Explain Pain by D. Butler, L. Moseley
Picture this: It started as an ache, a small discomfort in your low back after a long day at the office. No biggie, you think, this will be gone by lunchtime. But it doesn’t leave. Two years and five doctor visits later you’re stuck in a cycle of chronic low back pain, wondering whether another round of cortisone injections is the solution. Maybe you’re considering surgery, like a lower spine fusion or a discectomy. Does this sound familiar?
As a society, we have been taught to believe that pain, especially low back pain, is always the result of musculoskeletal damage. Patients see X-rays that reveal arthritis and MRIs that contain bulging discs, and we falsely correlate our pain experience to these findings. Often times as healthcare providers, we encourage this thought by promoting the idea that pain = damage. It’s incorrect! Butler and Moseley write, “(discs) degenerate naturally. Degeneration is a normal part of aging of all tissues. It does not have to contribute to a pain experience.

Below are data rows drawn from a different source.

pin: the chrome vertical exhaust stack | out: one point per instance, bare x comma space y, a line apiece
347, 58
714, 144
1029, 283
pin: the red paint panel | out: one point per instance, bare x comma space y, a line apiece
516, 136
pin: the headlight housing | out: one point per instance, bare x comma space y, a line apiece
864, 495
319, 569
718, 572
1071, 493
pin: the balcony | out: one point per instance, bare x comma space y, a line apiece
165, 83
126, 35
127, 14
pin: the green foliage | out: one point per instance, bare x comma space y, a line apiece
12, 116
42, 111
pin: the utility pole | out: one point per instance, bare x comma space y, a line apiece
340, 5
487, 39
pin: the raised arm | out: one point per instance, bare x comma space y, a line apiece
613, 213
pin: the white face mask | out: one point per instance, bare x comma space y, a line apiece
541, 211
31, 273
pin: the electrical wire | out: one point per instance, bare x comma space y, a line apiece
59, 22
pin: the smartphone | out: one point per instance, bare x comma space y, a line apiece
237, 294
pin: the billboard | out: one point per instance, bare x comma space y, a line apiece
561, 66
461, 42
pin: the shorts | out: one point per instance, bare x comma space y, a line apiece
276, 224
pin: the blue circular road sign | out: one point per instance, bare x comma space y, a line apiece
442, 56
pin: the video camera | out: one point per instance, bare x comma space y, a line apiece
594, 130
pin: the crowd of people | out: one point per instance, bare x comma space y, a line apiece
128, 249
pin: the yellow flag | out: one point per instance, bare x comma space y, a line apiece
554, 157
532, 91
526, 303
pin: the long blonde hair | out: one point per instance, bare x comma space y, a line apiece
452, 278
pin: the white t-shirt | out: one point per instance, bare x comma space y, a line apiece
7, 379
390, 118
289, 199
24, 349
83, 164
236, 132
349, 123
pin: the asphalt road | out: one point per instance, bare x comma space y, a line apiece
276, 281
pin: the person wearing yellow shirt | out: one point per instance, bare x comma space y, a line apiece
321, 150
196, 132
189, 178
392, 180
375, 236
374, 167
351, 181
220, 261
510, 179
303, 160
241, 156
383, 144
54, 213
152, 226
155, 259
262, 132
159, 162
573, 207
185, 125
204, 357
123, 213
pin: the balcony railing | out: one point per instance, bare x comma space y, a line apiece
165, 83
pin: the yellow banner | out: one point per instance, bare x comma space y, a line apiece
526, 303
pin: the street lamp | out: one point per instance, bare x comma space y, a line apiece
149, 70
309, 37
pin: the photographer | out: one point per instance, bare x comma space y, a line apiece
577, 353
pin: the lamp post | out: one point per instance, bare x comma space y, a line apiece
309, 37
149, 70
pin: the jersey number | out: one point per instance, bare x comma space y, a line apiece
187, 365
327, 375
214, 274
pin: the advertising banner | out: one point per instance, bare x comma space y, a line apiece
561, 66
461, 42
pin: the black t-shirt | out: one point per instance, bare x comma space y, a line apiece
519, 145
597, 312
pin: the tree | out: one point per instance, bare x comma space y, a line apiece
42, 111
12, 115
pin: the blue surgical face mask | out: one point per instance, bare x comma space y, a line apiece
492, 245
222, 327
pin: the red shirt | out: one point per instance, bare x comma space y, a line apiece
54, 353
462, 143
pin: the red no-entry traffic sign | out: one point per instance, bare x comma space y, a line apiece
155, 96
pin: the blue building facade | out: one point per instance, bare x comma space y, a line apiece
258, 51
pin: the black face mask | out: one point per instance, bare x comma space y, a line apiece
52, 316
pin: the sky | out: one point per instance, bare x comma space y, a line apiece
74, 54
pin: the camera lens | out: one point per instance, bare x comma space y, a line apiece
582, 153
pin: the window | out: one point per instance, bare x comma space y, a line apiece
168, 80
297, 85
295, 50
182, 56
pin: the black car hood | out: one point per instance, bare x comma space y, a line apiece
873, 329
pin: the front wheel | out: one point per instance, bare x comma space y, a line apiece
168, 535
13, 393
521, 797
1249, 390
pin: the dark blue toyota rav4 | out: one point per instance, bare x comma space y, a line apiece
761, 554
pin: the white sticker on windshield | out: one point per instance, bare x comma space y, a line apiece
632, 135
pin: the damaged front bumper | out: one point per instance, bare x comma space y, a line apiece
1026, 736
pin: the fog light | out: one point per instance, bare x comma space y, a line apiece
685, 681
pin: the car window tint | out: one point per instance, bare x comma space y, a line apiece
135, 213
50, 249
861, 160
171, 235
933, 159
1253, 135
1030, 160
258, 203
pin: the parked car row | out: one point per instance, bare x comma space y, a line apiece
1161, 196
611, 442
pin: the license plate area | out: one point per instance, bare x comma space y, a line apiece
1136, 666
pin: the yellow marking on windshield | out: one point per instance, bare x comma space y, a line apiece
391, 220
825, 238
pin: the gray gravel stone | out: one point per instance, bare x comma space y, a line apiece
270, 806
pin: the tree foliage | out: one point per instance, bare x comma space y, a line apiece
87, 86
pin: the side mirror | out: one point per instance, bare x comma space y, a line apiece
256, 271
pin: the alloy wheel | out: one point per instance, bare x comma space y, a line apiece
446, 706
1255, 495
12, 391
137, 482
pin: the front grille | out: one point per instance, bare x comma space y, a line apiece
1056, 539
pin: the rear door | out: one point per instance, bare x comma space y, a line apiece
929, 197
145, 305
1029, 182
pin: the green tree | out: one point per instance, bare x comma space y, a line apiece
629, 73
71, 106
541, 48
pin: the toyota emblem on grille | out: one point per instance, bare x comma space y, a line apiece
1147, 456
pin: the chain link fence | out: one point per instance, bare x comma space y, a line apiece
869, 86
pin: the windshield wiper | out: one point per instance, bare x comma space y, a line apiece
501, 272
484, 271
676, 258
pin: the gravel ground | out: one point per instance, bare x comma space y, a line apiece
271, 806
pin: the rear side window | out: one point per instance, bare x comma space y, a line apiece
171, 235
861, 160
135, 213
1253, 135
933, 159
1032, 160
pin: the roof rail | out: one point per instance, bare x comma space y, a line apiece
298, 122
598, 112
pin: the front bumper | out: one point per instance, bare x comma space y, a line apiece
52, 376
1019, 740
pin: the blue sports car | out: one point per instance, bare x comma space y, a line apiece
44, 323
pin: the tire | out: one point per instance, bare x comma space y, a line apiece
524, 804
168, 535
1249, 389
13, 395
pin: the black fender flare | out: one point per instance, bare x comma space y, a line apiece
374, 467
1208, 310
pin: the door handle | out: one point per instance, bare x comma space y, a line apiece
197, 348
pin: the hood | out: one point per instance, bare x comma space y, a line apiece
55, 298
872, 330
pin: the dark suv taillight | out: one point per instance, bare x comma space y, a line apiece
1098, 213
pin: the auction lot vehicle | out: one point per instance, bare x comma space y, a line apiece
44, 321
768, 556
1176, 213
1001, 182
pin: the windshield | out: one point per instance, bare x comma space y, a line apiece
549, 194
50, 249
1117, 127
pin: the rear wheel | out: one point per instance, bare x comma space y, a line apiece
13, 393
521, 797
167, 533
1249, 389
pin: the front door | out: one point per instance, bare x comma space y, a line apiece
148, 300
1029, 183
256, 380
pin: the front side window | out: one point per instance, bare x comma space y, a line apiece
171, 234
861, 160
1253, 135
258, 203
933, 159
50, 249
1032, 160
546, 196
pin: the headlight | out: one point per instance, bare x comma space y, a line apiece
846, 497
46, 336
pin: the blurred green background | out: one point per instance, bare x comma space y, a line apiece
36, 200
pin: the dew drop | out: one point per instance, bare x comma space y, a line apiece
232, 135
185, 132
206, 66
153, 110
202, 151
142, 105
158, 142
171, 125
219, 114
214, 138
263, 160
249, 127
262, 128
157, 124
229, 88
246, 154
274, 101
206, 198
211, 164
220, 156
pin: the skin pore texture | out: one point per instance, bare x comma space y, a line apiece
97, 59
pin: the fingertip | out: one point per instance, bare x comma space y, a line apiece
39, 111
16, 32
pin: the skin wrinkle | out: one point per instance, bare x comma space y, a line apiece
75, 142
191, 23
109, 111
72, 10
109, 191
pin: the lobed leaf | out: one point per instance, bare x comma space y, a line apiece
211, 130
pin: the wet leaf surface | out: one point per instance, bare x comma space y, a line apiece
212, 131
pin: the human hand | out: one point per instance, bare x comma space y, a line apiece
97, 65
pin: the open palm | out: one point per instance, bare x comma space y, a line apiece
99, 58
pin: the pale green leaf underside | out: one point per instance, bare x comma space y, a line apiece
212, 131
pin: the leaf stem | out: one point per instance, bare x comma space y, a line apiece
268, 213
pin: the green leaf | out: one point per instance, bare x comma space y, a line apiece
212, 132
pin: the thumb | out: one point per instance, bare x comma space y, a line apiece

At least 30% of people who have no low back pain have (discs) bulging into their spinal canal, sometimes markedly.
This fact has been known for many years but it is still not common knowledge among the general public” (Butler & Moseley, pg. 54). Additionally “In a systematic study that reviewed medical imaging, more than 90% of imaging in people over 60 years old showed degenerative changes of the spine.” (Brinjikji et. al, 2015) If the disc isn’t causing pain, then what is? And why doesn’t my low back ease up with a warm bath and the latest Adele album?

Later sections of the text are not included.